- Born: 14 February 1914 Kaimganj, Farrukhabad, Uttar Pradesh, India
- Died: 7 February 1993 (aged 78) Jamia Nagar, New Delhi, India
- Occupation: Urdu poet
- Awards: Padma Shri Sahitya Akademi Award

= Gulam Rabbani Taban =

Gulam Rabbani was an Indian lawyer and poet of Urdu literature who wrote under the nom de plume 'Taban'. He wrote several poems in Urdu, especially ghazals, and was known for his works, Zauq-i safar, Nava-e-avara, Poetics to politics and Saz-i larzan. He received the Sahitya Akademi award in 1979 for his work, Nava-e-avara. He was honoured by the Government of India in 1971 with Padma Shri, the fourth highest Indian civilian award.

==Biography==
Gulam Rabbani was born at Kaimganj, a small hamlet in Farrukhabad district in the Indian state of Uttar Pradesh on 15 February 1914 in a rich family of Zamindars. He did his early schooling at the local village school and passed the intermediate examination from Aligarh. He graduated from St. John's College, Agra where he mixed with students most of whom were attracted to leftist ideology and took a degree in law.

Rabbani started writing during the college days under the pseudonym, Farchat but later, changed it to Taban. His leftist leanings got him into trouble with the British authorities and post independence, with the Indian law and order and he had to suffer incarceration on two occasions. Around this time, he joined Maktaba-e-Jamia, a Delhi-based publishing group and took to serious writing. He stayed with the organization for a number of years as its general manager till his retirement in 1975.

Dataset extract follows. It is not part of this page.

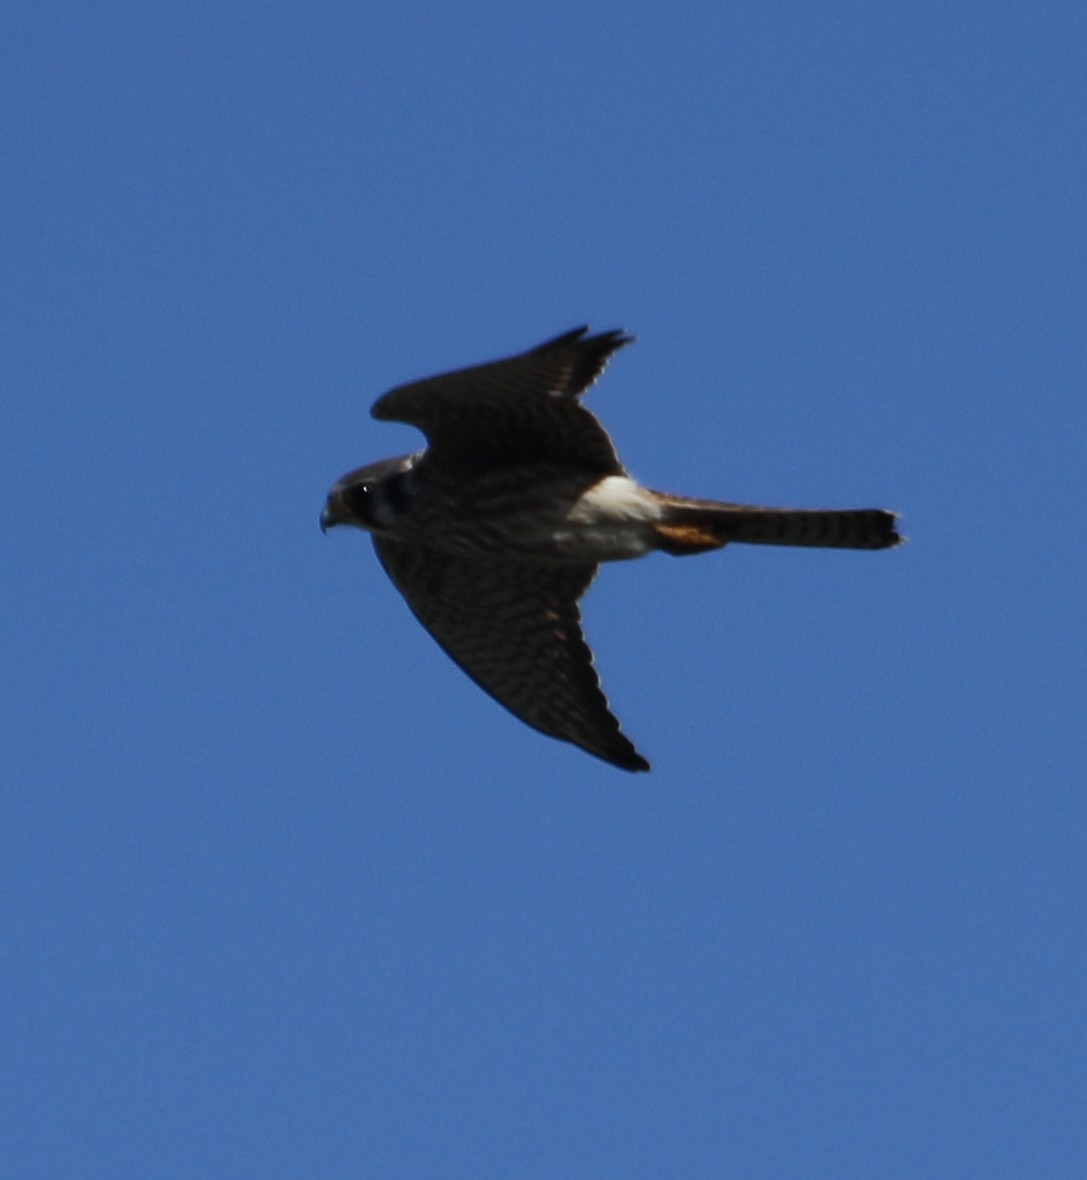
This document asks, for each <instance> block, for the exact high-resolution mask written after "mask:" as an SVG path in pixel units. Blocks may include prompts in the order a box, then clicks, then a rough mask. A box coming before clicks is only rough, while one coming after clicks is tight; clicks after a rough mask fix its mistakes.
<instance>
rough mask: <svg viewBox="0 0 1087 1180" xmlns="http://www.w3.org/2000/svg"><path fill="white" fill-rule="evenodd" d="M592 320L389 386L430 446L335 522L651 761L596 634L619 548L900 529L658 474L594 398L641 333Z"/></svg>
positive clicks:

After retirement, he continued writing while engaging in journalism as well. The Government of India awarded him the civilian honour of Padma Shri in 1971. He received the Sahitya Akademi award in 1979 for his anthology, Nava-e-avara.

Rabbani had three sons and three daughters. Azra Rizvi, one of his daughters, was among the trio of writers, the others being Ajmal Ajmali and Sughra Mehdi, who wrote Rabbani's biography published by Mahnamah Kitab Numa, New Delhi in 1993 under the name, Ghulam Rabbani Taban : shakhsiyat aur adabi khidmat. He died in 1992.